DIS celebrates 50 Years
24 February 2015
On December 18th 2014 the Department of Information Studies celebrated 50 years of providing quality courses in Information Studies.
Established in 1964 as the College of Librarianship Wales (CLW), with the aim of being a bilingual “school of librarianship in Wales”, following the influential Roberts Report of 1959 and Bourdillon Report of 1962, CLW rapidly developed into an international institution, attracting students (and future library and archive leaders) from all over the world. As the Department of Information and Library Studies (DILS), the college became part of the University of Wales Aberystwyth in 1989.
Fifty staff, both past and present, attended a buffet lunch in Penbryn organised by Lucy Tedd, Mike Lowe and Geraint Evans - recently retired staff, all three of whom had been with the Department from the days of CLW up to the current Department of Information Studies!
Following an introductory speech by Geraint Evans, Frank Hogg, the first Principal of the College of Librarianship Wales, gave a speech, the main message of which was that the true legacy of this unique Department was in the minds of all the students and staff that had passed through it over the years, and who were now spread over the entire globe.

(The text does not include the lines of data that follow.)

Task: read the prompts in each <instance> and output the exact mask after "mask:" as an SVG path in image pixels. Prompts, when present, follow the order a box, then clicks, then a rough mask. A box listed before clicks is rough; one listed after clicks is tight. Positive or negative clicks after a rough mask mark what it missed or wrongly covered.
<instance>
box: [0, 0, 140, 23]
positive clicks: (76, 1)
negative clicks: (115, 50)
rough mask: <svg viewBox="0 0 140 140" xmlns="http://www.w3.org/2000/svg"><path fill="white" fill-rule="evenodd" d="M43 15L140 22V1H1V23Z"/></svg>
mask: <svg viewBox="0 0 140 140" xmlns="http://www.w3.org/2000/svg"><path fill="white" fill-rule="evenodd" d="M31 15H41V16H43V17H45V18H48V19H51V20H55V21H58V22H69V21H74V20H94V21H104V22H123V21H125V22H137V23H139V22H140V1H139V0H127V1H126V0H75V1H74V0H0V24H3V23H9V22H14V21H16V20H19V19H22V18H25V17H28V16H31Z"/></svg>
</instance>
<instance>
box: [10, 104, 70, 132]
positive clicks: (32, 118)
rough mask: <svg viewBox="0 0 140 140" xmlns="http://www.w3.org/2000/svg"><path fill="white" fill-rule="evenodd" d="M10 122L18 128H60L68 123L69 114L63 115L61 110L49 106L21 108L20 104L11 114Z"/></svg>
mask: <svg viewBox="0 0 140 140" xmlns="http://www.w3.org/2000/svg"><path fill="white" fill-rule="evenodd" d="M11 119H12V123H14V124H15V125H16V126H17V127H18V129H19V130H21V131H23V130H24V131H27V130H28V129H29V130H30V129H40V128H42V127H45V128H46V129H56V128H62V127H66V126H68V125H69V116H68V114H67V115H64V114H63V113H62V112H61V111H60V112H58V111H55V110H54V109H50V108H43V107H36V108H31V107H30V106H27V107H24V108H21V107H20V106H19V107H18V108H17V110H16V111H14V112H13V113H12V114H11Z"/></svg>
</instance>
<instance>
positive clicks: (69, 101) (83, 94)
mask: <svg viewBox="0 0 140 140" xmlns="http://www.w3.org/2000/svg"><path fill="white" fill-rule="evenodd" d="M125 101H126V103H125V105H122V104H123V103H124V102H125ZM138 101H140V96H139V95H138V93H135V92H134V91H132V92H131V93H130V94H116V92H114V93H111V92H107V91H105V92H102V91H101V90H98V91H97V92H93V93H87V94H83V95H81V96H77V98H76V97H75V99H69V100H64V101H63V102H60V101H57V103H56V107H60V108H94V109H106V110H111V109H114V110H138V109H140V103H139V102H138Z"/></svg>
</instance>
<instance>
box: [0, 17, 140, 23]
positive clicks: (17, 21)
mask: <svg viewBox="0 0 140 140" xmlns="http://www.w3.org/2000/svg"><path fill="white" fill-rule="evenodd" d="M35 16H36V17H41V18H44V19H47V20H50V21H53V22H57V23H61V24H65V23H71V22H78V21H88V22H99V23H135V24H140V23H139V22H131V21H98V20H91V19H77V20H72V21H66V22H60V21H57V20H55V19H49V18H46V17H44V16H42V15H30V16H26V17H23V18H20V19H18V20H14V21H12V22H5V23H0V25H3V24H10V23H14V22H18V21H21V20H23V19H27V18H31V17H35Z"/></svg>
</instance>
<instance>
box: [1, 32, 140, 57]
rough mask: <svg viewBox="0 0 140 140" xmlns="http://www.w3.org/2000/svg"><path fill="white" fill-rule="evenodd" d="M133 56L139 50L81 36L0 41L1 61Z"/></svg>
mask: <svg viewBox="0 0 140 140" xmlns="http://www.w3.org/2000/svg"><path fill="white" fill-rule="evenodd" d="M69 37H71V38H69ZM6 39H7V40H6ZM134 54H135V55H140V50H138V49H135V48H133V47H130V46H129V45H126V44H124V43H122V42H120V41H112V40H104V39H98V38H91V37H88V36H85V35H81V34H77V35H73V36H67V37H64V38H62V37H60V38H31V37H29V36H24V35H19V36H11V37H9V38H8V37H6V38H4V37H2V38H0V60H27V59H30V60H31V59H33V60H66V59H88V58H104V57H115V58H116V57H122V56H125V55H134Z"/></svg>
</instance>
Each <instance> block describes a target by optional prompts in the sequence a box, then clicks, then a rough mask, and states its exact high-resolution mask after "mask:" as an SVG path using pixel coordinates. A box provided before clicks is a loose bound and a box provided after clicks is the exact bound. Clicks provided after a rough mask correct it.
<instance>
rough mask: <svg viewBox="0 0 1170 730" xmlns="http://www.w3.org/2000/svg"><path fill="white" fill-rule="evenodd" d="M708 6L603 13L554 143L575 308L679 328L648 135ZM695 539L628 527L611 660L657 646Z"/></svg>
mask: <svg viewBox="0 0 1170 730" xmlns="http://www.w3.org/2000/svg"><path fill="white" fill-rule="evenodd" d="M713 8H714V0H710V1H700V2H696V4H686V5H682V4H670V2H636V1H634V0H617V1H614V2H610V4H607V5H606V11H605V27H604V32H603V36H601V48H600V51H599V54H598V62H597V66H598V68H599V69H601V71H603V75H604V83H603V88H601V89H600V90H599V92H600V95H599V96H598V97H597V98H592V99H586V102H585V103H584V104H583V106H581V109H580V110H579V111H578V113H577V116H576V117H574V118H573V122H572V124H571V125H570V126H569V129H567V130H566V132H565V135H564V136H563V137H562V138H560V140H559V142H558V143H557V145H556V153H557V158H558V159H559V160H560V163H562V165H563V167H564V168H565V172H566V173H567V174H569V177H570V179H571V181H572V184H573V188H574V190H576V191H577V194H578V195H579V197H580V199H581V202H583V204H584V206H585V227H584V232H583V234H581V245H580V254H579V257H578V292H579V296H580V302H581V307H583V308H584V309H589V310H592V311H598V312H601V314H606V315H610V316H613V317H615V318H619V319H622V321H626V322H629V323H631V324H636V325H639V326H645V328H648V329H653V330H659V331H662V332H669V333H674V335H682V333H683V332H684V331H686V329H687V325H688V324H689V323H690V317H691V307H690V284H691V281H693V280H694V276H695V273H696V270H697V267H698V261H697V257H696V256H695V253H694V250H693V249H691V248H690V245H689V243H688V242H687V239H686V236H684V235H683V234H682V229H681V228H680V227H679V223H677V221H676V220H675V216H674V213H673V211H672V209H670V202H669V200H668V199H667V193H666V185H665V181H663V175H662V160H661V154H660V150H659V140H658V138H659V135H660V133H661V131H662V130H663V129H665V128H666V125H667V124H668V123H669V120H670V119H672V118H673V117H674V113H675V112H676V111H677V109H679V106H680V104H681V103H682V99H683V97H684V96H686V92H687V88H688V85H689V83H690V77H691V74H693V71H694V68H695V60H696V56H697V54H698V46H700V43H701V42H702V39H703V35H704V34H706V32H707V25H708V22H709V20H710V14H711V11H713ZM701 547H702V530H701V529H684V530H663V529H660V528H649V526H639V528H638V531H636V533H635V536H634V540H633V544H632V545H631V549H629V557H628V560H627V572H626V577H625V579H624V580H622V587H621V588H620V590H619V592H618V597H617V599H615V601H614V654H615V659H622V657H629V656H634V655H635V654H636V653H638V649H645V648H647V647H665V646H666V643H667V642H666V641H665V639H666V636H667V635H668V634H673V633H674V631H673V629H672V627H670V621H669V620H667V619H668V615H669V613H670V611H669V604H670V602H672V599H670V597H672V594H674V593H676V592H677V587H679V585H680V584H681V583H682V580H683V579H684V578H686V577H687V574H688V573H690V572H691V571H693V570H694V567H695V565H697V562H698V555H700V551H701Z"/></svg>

Frank’s vision had from the outset been that of a college that would appeal to prospective students from all over the world. This has been realised in many ways including the International Graduate Summer Schools (IGSS) which ran from 1973-2002, and of course the range of full time and distance learning courses in Information and Library Studies, Archive Administration and other courses, that have been running since 1993 allowing students from the UK and globally to combine study with work, and progress in their careers as information professionals.
An exhibition of photos and memorabilia documenting the 50 years of CLW, DILS and DIS was on display in the hall, leading to many reminiscences and interesting discussions. The event was highly enjoyable and engendered a real sense of community amongst those present.